Four years ago, I learned I had type 1 diabetes (T1D) after I fell into a coma caused by diabetic ketoacidosis. My daughter, Zola, and I both live with the disease. We were diagnosed two months and 9000 miles apart, and diabetes and adoption are what brought us together and wove us into family.
It’s been four years of testing blood sugar, counting carbs, calculating, injecting insulin, waking up in the middle of the night to test, correcting highs, and treating lows. Four years of doing the full-time job of a pancreas just to live another day.
It’s also been four years of of waking up each morning and choosing joy, some days much easier than others. Four years of being brave because it’s our only choice, and fueled to inspire and spread hope, because a disease should never determine the depths of your joy.

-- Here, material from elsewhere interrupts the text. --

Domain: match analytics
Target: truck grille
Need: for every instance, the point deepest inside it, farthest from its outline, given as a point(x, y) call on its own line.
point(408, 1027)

I’ve learned that posturing our heart determines our perspective and our hope is not dependent on our body’s ability to make insulin.

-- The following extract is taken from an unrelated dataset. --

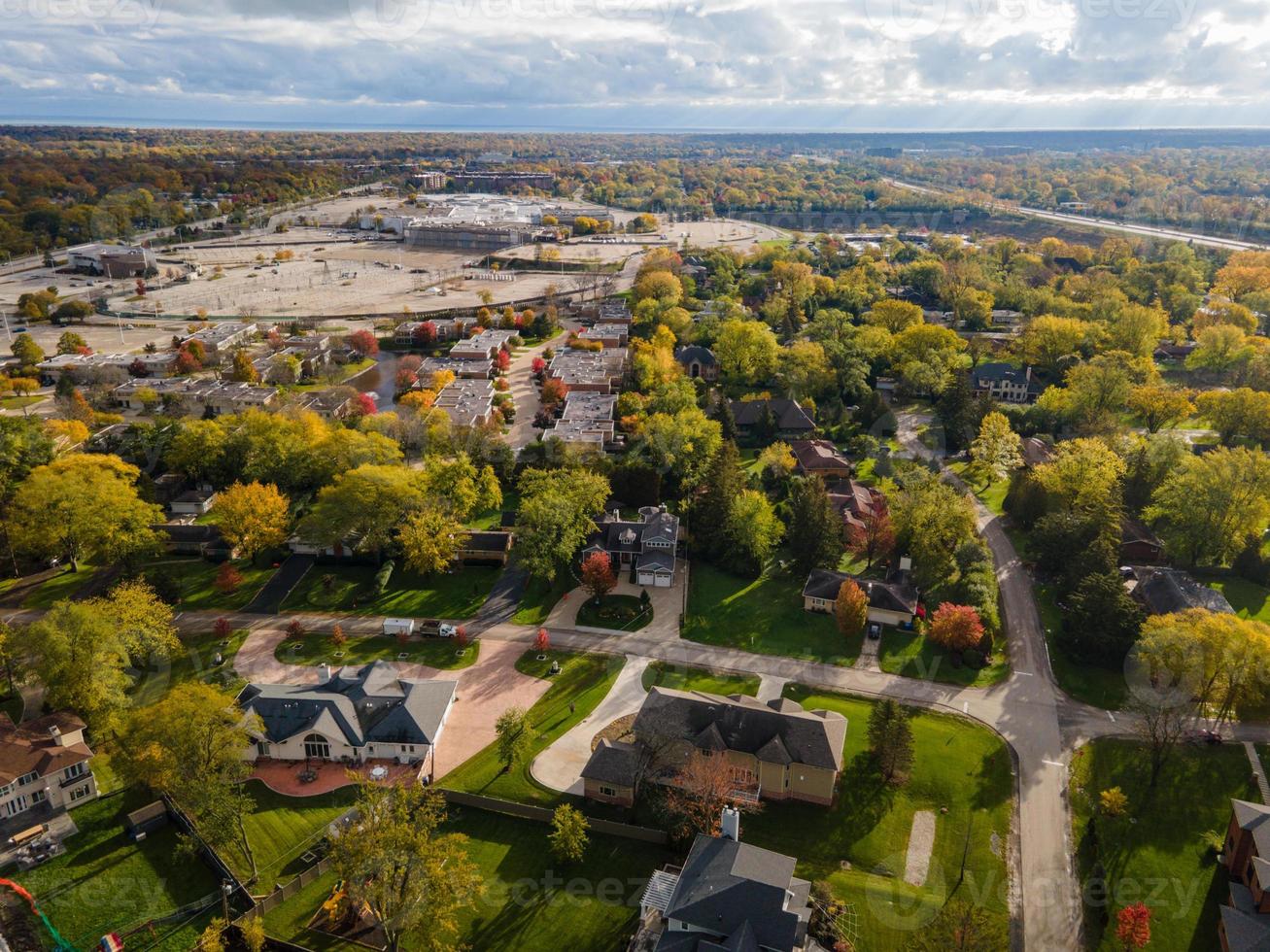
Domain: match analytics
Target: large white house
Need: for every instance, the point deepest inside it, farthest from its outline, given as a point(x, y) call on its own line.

T1D has given me far more than it can ever take away. It gave me some of my most cherished friendships. It taught me how to be a better friend to others walking through hard seasons. It gave me a new perspective. It taught me about hope and finding joy in the small things I once took for granted. It taught me about gratitude. It gave me a passion to empower others walking this same road, the same way people did for us when we were first diagnosed. It gave me a voice and it gave me confidence despite being a misunderstood disease.
Above all, diabetes gave me a daughter.
We long for others to know joy beyond a diagnosis, because a diagnosis is not the end, but the beginning of something new. The day I faced death is the day I really started living.
If I’ve learned anything about hope and joy, it’s that they’re contagious. And sometimes spreading hope is as simple as letting someone know they are not alone in this.